Additionally, revenue from cloud and cable providers fell, while the company’s legacy telecom base increased spending with the vendor. With the geographic mix shifting toward APAC and Juniper transitioning elements of its portfolio to prepare for a software-mediated world, gross margin shrank 200 basis points year-to-year to 61.9 percent and operating margin declined 320 basis points to 16.7 percent.

Juniper Networks faces both short and long-term tests to its revenue growth and margins. In 2016, the company remains challenged by lower volume from its reseller agreements with Ericsson and Nokia as both have moved on from Juniper’s products to sell Cisco’s and Alcatel-Lucent’s portfolios, respectively.

In the long-term, Juniper’s embrace of open-source networking – which TBR believes is necessary to survive – will drive down sales of proprietary routers and switches, which will compress margins.
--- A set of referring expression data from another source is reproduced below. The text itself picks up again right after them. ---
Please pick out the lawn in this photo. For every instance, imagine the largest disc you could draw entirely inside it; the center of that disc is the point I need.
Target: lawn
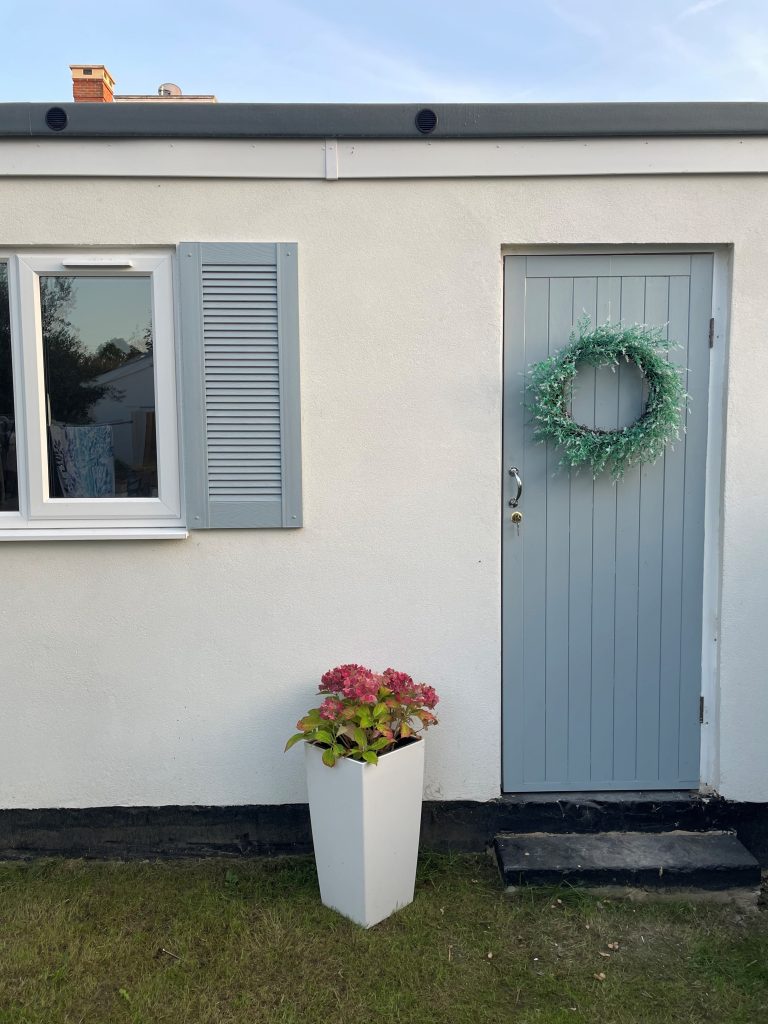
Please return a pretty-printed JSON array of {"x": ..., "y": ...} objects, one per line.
[{"x": 237, "y": 941}]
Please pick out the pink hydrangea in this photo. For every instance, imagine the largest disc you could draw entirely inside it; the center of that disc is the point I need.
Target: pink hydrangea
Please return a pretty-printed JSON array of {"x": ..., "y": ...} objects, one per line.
[
  {"x": 407, "y": 691},
  {"x": 354, "y": 682},
  {"x": 331, "y": 708}
]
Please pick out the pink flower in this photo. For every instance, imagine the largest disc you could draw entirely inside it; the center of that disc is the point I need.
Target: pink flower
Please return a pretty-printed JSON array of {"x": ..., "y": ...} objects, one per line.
[
  {"x": 331, "y": 708},
  {"x": 429, "y": 696},
  {"x": 354, "y": 682}
]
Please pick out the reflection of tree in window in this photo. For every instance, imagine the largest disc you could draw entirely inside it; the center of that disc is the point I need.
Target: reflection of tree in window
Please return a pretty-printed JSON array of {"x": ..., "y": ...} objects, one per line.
[
  {"x": 8, "y": 482},
  {"x": 71, "y": 369},
  {"x": 100, "y": 393}
]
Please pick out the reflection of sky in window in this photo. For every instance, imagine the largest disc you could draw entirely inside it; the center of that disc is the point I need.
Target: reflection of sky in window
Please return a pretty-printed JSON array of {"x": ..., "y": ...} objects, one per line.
[{"x": 103, "y": 308}]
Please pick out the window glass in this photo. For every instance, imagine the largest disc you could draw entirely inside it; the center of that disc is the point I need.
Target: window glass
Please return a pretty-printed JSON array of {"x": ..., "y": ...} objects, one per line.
[
  {"x": 8, "y": 479},
  {"x": 99, "y": 382}
]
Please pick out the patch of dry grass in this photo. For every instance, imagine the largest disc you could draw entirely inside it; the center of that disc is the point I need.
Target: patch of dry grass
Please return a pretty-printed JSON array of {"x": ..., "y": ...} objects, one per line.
[{"x": 229, "y": 942}]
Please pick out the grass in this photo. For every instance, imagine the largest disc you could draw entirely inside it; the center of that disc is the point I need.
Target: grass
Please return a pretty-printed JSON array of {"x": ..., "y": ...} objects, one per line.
[{"x": 229, "y": 942}]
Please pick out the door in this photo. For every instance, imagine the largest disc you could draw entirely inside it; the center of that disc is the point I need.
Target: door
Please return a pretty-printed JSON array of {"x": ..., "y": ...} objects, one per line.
[{"x": 602, "y": 582}]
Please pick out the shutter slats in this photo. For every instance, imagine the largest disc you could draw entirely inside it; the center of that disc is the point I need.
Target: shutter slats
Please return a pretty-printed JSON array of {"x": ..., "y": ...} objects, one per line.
[{"x": 240, "y": 308}]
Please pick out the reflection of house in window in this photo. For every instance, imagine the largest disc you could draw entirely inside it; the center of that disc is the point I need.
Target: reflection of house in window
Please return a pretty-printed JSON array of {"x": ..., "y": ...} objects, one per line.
[{"x": 128, "y": 409}]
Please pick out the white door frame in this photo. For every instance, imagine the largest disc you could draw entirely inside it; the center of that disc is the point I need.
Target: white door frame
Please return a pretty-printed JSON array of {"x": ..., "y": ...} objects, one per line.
[{"x": 716, "y": 436}]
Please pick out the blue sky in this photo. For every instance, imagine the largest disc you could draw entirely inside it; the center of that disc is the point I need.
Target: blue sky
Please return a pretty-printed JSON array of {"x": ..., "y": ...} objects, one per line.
[{"x": 365, "y": 51}]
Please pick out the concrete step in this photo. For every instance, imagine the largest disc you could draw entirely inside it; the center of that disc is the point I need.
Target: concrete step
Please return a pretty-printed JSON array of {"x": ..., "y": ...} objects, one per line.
[{"x": 707, "y": 860}]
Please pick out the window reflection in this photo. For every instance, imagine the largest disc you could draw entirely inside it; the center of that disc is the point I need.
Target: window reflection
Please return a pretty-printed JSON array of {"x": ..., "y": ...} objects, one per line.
[
  {"x": 99, "y": 379},
  {"x": 8, "y": 478}
]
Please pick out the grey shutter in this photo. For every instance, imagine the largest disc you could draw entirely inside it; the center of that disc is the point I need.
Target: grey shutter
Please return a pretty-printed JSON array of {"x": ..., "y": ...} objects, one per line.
[{"x": 240, "y": 383}]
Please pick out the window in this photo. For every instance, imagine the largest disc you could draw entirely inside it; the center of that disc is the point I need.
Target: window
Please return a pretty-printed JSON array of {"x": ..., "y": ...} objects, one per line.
[
  {"x": 92, "y": 409},
  {"x": 92, "y": 346}
]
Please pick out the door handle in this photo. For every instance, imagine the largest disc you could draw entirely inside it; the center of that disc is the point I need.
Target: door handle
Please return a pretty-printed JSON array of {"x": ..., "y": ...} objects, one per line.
[{"x": 514, "y": 502}]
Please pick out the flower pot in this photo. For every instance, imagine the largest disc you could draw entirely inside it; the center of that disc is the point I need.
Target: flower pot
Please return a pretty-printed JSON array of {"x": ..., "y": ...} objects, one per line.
[{"x": 366, "y": 822}]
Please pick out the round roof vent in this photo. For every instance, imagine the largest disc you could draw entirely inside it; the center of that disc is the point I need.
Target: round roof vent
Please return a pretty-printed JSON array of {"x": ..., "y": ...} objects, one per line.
[
  {"x": 426, "y": 121},
  {"x": 55, "y": 118}
]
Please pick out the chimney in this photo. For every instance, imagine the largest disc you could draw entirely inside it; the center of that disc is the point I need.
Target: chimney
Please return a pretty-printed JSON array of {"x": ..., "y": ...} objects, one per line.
[{"x": 91, "y": 84}]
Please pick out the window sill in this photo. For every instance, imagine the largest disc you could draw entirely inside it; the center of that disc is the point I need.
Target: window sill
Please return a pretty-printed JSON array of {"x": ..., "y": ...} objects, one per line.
[{"x": 96, "y": 534}]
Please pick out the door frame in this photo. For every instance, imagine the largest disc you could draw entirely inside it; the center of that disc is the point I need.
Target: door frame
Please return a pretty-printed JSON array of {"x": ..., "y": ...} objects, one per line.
[{"x": 714, "y": 483}]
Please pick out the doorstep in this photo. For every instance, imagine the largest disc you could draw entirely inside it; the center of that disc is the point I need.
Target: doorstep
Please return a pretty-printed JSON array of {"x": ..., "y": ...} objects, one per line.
[{"x": 713, "y": 861}]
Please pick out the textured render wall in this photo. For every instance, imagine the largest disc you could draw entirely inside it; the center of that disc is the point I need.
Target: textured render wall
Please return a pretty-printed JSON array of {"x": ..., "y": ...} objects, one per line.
[{"x": 171, "y": 672}]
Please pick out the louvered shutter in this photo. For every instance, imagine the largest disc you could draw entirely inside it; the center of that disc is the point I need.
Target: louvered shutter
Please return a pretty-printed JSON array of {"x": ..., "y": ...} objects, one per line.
[{"x": 240, "y": 374}]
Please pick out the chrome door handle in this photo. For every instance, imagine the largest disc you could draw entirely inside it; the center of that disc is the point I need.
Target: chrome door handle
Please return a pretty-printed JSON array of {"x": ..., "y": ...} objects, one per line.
[{"x": 514, "y": 502}]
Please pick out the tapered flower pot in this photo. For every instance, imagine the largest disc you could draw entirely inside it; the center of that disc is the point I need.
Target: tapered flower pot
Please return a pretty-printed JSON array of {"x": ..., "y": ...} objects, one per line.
[{"x": 366, "y": 821}]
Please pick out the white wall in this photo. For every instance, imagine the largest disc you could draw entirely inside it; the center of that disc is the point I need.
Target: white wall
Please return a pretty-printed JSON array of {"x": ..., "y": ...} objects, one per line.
[{"x": 171, "y": 673}]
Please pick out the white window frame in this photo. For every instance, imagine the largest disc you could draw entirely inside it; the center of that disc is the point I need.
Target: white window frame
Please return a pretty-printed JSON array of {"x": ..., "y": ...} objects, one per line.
[{"x": 41, "y": 516}]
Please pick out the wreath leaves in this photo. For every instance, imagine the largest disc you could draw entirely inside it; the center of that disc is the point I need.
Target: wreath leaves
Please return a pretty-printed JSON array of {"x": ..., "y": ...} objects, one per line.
[{"x": 551, "y": 389}]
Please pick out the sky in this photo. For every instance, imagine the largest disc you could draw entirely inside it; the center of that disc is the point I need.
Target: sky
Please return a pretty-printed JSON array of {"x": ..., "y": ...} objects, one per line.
[{"x": 397, "y": 51}]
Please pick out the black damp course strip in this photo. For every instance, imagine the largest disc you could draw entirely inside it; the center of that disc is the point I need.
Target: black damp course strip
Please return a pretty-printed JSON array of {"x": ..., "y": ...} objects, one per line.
[
  {"x": 473, "y": 121},
  {"x": 138, "y": 833}
]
Juniper is ahead of peers in open-source following its 4Q15 announcement that it plans to disaggregate its Junos OS from its hardware, but this will accelerate sales declines for its proprietary hardware as customers increasingly embrace white-box solutions over the next several years.

Juniper builds on its Unite architecture for campus and branch networks to capture new spending from enterprise customers

Juniper is balancing customer demand for open-source solutions with its own desire to sell through proprietary network hardware. In late 3Q15 Juniper launched its Unite reference architecture, a virtualized suite of solutions designed to reengineer enterprise campus networks into cloud-based service platforms. Unite runs on Juniper hardware, but brings in partner solutions for unified communications (Microsoft) and WLAN (Aerohive, Ruckus, Aruba).
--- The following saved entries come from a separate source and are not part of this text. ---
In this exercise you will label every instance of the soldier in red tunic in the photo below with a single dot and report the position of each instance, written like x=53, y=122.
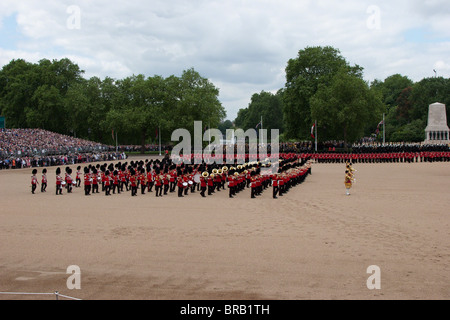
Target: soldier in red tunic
x=78, y=177
x=203, y=183
x=158, y=184
x=87, y=182
x=94, y=177
x=58, y=182
x=44, y=181
x=133, y=182
x=34, y=181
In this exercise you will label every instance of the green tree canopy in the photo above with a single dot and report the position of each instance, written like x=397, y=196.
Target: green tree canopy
x=345, y=107
x=313, y=67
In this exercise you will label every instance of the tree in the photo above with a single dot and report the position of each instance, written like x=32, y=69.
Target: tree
x=345, y=107
x=391, y=88
x=313, y=67
x=265, y=105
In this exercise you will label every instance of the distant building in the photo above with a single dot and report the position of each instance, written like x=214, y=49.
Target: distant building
x=437, y=131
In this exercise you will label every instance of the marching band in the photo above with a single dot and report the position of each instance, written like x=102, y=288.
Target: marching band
x=166, y=176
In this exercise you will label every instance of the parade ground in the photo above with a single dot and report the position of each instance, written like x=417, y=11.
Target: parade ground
x=312, y=243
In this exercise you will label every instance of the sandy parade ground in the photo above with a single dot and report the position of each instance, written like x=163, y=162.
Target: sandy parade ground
x=313, y=243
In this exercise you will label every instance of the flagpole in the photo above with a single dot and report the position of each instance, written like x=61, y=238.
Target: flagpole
x=159, y=135
x=262, y=131
x=117, y=144
x=316, y=135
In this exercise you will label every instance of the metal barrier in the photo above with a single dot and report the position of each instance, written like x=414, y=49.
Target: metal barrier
x=56, y=294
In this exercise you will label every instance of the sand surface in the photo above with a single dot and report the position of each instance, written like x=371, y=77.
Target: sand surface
x=313, y=243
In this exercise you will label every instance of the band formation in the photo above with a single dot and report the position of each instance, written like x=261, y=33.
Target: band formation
x=163, y=177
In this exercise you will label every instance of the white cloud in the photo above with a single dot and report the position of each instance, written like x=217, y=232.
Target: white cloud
x=242, y=46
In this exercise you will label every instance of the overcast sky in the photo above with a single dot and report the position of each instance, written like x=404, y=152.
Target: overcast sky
x=242, y=46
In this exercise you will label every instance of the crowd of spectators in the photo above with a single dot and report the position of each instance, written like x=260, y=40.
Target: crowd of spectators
x=30, y=142
x=29, y=148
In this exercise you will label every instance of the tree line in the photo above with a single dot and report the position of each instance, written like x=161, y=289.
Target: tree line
x=54, y=95
x=321, y=85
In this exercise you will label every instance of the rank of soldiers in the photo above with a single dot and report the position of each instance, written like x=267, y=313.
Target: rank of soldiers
x=163, y=177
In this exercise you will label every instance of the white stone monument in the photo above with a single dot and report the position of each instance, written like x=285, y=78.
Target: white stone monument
x=437, y=131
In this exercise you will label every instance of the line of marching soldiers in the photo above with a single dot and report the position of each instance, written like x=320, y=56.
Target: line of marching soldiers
x=166, y=177
x=385, y=157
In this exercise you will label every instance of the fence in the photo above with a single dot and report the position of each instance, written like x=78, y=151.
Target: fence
x=56, y=294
Facing competitive pressure from Cisco’s launch of its own campus-focused Digital Network Architecture (DNA) solution, Juniper is further embracing cloud-enablement as a means to appeal to large enterprises. In June the company unveiled its Cloud-Enabled Branch (CEB) solution, which includes software-defined wide area network (SD-WAN) functionality, building on the value of its Unite architecture. CEB integrates with Juniper’s SRX firewalls, which will drive existing SRX customers to consider migrating to CEB to create an all-in-one branch solution. Juniper is gradually open-sourcing its portfolio as it helps customers migrate to cloud architectures in order to protect its high-margin hardware lines of business.

Juniper’s SDN controller business is growing, spurred by customer demand for open source solutions

Supported by a strong reference win in 4Q15 with AT&T to supply its Contrail Networking portfolio, Juniper is emerging as a leading supplier of SDN controllers and cloud management platforms. Juniper’s Contrail controllers are vendor-agnostic and interoperable with competitor architectures.

Although Juniper’s early traction is primarily with telecom and cloud providers such as AT&T and STC, in May eBay Classifieds selected Juniper to supply its Contrail Networking portfolio, adding a notable webscale player. Juniper leverages wins for its virtualized solutions, which run its JunosOS, to cross-sell hardware including its QFX switches. While TBR believes Juniper’s emphasis on open networking is benefitting its SDN controller business, white-box vendors are limiting Juniper’s share in key accounts, including Verizon, threatening its adjacent Routing business, said Michael Soper, analyst at TBR.